Sherlock Holmes is one of the most enduring figures of my life. Not one year has passed since I first discovered Sir Arthur Conan Doyle’s creation that I have not read, watched or listened to something related to The Great Detective.
His knowledge is extraordinary. His brain power is legendary. His skills are unique. His history is slightly mysterious. Apart from his brother and some distant relative of a French painter, we know very little about his family life. There have been many incarnations of Holmes over the years, some brilliant, some good, some not so good and some downright mystifying in the choice of actor playing him.
The stories are engaging, enthralling and entertaining, with endings that can be surprising. Holmes encounters every aspect of humanity and society, from the lowest to the highest and everyone in between, be they prince, pauper, conman, King, Queen or improvised performer. Speaking of improvised performers…

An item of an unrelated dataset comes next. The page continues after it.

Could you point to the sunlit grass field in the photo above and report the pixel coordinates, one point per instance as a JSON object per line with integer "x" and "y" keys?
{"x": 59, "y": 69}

Since I first saw The Adventures of the Improvised Sherlock Holmes some years ago at the Edinburgh Festival Fringe, I have enjoyed every show I have attended. The great thing about every show is that every show is different. Obviously. There’s a lot of improvising.
The performance usually opens with a sparse stage setting, a couple of chairs, a coat-stand and a carpet. This can represent a private club, a train carriage, a library, etc. On the larger of the chairs, apparently asleep is a figure wrapped up in heavy clothing. Another figure enters the scene. A conversation begins as the visitor recognises Dr Watson and the mention of previous adventures arises. These previous adventures are selected from a container, hat, bucket or other receptacle and are some of the suggestions made by the audience before the show begins. At a certain point the final title is chosen and “the game’s afoot” …
The concept is simple, the cast (which varies anywhere between two and four) take the adventure title, they then incorporate the title into the show with some interesting, funny, unpredictable and downright bizarre results. The hour passes by very quickly. Well, they do say time flies when you’re having fun. So, what happens during the show? A lot of improvisation. Often the cast seem surprised by what their fellow cast members are saying and doing. They are having fun, and as a result so are we. I can say from the last performance I saw; I now know more about the differences in technique of the French, German and Italian window licker, (don’t ask) and some aspects of the Franco-Prussian War. Of course, you may learn something different.
Please go along and see these highly entertaining performers and this highly entraining show. It really is a lot of fun. I must go now as Mrs Hudson has made me some tea and toast for breakfast, and I would hate for it to get cold.